Chacun sait que jamais les Palestiniens n’accepteront d’État sur
moins de 22% des terres situées entre le Jourdain et la
Méditerranée. En acceptant les standards d’Oslo et de Madrid,
ils ont consenti à renoncer à 78% du pays. Nous sommes sur le
point de célébrer le 29 novembre 1947, le jour de la partition
du pays en deux États par les Nations Unies. Les Palestiniens
refusèrent alors d’accepter un État couvrant 45% des terres ;
ils sont aujourd’hui prêts à en accepter un n’en couvrant plus
que 22%, mais pas moins.
Danny
Danon [2],
Tzipi Hotovely [3],
Reuven Rivlin [4],
Nir Barkat [5]
et Benjamin Netanyahu n’agissent pas pour le bien du mouvement
sioniste en poursuivant leur rapide croissance des implantations
au nom du peuple juif. Ils vont réussir à détruire le rêve
sioniste de leurs propres mains. Corrigeons : l’État restera
juif, mais plus personne ne pourra le dire démocratique.
Une
très large minorité, qui va sous peu se muer en majorité,
n’acceptera plus de vivre au sein d’un État juif. La solution à
deux États cessera d’être viable dès lors qu’elle ne sera plus
soutenue par une majorité de Palestiniens – tant citoyens
d’Israël qu’habitants des territoires occupés. À ce moment-là
une campagne internationale sera lancée, contraignant Israël à
devenir un État démocratique, et nous ne serons plus en mesure
de parler d’État juif démocratique.
L’appel à l’égalité de tous les citoyens et à la formule
“une personne, une voix” s’imposera
face à l’absence de logique qui préside à l’idée d’un État
national juif sans majorité juive.
Personne, en dehors de l’extrême droite et des religieux,
n’acceptera l’idée d’une citoyenneté à deux vitesses entre
Juifs et non Juifs. Personne, pas même les États-Unis, ne
pourra soutenir un État si ouvertement antidémocratique.

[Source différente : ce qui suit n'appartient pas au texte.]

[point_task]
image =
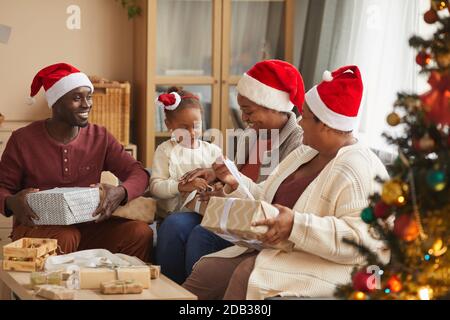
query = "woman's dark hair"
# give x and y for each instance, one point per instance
(188, 100)
(316, 119)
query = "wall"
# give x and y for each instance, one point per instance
(103, 46)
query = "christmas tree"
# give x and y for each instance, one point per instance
(412, 212)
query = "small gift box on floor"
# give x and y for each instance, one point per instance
(28, 254)
(140, 209)
(232, 219)
(120, 287)
(64, 206)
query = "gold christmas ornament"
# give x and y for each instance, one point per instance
(438, 248)
(393, 119)
(443, 59)
(426, 143)
(425, 293)
(358, 295)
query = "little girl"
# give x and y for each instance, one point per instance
(184, 152)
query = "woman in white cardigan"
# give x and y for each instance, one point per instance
(323, 187)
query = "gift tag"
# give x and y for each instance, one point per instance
(235, 172)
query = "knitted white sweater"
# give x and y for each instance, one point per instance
(327, 211)
(170, 162)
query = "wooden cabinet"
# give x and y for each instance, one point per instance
(204, 46)
(6, 130)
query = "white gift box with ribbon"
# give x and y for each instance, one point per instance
(64, 206)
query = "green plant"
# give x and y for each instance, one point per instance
(132, 7)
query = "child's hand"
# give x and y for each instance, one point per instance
(198, 184)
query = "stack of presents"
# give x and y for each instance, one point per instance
(55, 276)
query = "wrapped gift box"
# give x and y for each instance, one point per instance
(232, 219)
(92, 278)
(64, 206)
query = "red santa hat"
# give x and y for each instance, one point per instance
(336, 100)
(273, 84)
(57, 80)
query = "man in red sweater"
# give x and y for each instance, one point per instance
(67, 151)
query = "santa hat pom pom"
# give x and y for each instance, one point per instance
(327, 76)
(31, 101)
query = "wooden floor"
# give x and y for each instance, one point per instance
(160, 289)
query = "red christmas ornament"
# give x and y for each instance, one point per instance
(167, 99)
(394, 284)
(437, 101)
(361, 281)
(423, 58)
(406, 227)
(381, 210)
(430, 16)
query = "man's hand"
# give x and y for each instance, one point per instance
(198, 184)
(112, 198)
(224, 175)
(21, 210)
(280, 228)
(217, 192)
(204, 173)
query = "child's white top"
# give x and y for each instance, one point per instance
(170, 162)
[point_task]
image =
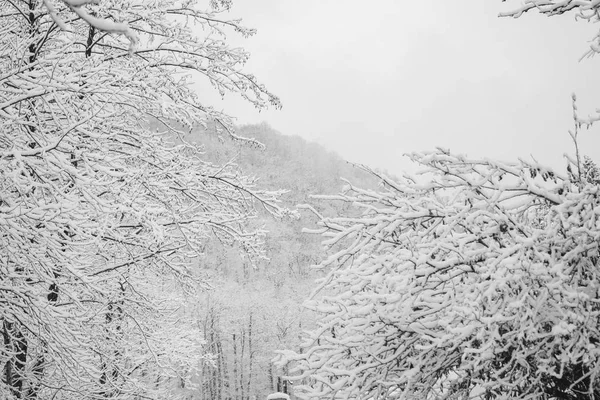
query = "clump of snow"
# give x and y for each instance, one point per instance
(278, 396)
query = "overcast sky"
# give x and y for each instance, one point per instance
(374, 80)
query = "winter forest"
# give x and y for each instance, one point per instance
(152, 248)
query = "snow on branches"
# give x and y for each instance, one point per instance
(103, 204)
(479, 279)
(587, 10)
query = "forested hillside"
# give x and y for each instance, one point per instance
(254, 309)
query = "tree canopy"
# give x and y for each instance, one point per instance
(100, 211)
(478, 279)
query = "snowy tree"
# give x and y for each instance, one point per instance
(586, 10)
(100, 215)
(475, 279)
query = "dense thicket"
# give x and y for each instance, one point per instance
(100, 216)
(478, 279)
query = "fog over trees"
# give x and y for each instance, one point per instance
(151, 249)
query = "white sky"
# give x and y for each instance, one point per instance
(374, 80)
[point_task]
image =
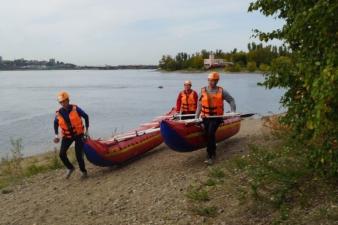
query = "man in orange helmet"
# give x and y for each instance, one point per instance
(187, 100)
(69, 119)
(211, 104)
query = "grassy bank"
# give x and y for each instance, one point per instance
(270, 184)
(14, 168)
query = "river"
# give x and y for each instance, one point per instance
(116, 100)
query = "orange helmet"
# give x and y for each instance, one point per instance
(63, 96)
(187, 82)
(213, 76)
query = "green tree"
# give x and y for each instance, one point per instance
(251, 66)
(309, 75)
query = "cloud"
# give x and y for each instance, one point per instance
(119, 32)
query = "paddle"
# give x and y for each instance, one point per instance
(122, 137)
(199, 120)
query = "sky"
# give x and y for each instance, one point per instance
(110, 32)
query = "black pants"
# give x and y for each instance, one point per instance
(188, 117)
(65, 144)
(210, 127)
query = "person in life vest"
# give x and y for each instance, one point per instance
(69, 119)
(187, 101)
(211, 104)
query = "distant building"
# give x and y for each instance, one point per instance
(214, 63)
(51, 62)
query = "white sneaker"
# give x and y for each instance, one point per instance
(208, 161)
(69, 173)
(84, 175)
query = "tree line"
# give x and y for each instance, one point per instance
(257, 57)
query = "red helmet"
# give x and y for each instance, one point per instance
(63, 95)
(213, 76)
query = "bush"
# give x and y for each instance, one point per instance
(309, 75)
(264, 67)
(234, 68)
(251, 66)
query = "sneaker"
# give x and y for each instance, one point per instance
(208, 161)
(69, 173)
(84, 175)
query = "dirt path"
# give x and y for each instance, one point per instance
(150, 190)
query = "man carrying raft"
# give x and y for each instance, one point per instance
(209, 107)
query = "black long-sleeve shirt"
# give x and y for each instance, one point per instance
(65, 114)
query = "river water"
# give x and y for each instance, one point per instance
(115, 100)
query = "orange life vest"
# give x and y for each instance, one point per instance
(188, 102)
(212, 103)
(75, 120)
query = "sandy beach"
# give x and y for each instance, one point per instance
(148, 190)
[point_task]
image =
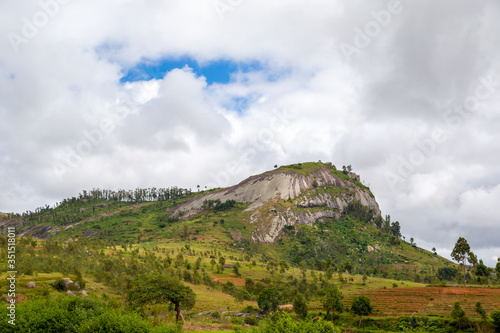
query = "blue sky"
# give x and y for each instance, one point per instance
(219, 71)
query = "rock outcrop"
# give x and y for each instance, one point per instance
(303, 198)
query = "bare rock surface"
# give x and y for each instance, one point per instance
(316, 196)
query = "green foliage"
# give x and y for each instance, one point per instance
(156, 288)
(360, 211)
(457, 312)
(269, 299)
(283, 323)
(447, 273)
(75, 314)
(332, 301)
(217, 205)
(495, 315)
(480, 311)
(300, 306)
(361, 306)
(460, 252)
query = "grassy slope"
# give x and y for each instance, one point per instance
(130, 223)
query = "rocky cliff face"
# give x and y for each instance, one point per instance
(283, 197)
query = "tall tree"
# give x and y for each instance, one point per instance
(269, 299)
(497, 269)
(361, 306)
(156, 288)
(460, 252)
(332, 301)
(300, 306)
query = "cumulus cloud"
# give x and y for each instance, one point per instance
(406, 92)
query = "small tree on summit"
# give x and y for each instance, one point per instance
(460, 252)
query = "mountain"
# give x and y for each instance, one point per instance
(306, 214)
(296, 194)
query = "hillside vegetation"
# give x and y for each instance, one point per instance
(333, 236)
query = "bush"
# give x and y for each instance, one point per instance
(496, 319)
(251, 320)
(283, 323)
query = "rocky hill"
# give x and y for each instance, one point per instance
(296, 194)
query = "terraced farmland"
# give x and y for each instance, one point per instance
(430, 300)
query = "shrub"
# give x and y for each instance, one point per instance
(496, 319)
(251, 320)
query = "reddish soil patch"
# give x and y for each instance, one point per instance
(430, 300)
(236, 281)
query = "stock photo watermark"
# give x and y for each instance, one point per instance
(30, 27)
(372, 29)
(264, 138)
(453, 118)
(222, 7)
(11, 275)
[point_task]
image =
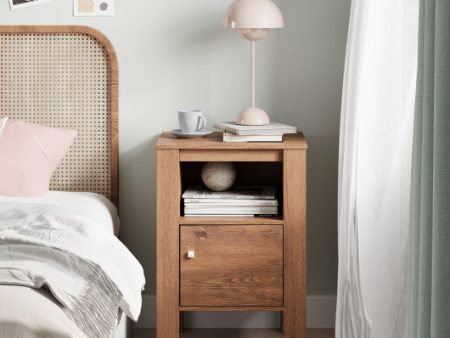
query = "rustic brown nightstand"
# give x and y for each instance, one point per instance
(241, 264)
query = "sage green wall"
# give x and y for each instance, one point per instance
(175, 53)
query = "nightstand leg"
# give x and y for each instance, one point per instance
(168, 188)
(294, 190)
(181, 322)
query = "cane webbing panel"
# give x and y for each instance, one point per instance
(63, 80)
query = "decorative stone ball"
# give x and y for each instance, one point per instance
(219, 176)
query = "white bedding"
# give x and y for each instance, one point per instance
(65, 241)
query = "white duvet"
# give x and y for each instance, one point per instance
(65, 242)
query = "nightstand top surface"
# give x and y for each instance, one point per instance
(214, 141)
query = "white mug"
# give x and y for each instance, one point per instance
(191, 121)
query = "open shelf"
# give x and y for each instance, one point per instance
(248, 174)
(231, 220)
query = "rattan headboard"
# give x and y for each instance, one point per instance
(66, 76)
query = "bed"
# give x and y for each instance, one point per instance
(63, 76)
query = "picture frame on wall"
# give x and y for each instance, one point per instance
(93, 7)
(18, 4)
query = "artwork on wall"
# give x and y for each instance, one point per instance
(17, 4)
(93, 7)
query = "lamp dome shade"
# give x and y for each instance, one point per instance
(254, 14)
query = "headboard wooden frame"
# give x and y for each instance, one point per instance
(66, 76)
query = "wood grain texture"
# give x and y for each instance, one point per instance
(230, 220)
(113, 86)
(233, 265)
(294, 315)
(167, 234)
(214, 141)
(235, 333)
(215, 155)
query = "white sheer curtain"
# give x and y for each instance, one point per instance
(374, 170)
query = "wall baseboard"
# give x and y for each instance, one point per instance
(320, 314)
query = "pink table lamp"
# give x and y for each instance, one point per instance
(253, 19)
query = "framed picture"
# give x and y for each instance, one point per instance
(17, 4)
(93, 7)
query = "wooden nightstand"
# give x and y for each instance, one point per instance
(241, 264)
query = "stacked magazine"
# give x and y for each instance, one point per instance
(237, 202)
(272, 132)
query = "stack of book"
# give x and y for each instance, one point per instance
(272, 132)
(237, 202)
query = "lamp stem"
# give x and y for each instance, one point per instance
(253, 73)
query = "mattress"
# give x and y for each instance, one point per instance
(26, 312)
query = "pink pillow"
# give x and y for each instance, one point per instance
(29, 154)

Les valeurs communes évoquées par les dirigeants américains
à propos d’Israël auront disparu. Ce dernier cessera d’être
démocratique, et ainsi l’occupation aura-t-elle finalement
délégitimé son droit à l’existence.
La
construction d’implantations m’inquiète moins en termes de
moindre viabilité de la solution à deux États qu’en ce qui
concerne la déperdition de légitimité de Mah’moud Abbas et Salam
Fayyad. Celle-ci se dissipera très vite complètement pour peu
qu’il n’y ait aucun processus de paix crédible. L’année
prochaine est celle de la mise en place d’un État palestinien.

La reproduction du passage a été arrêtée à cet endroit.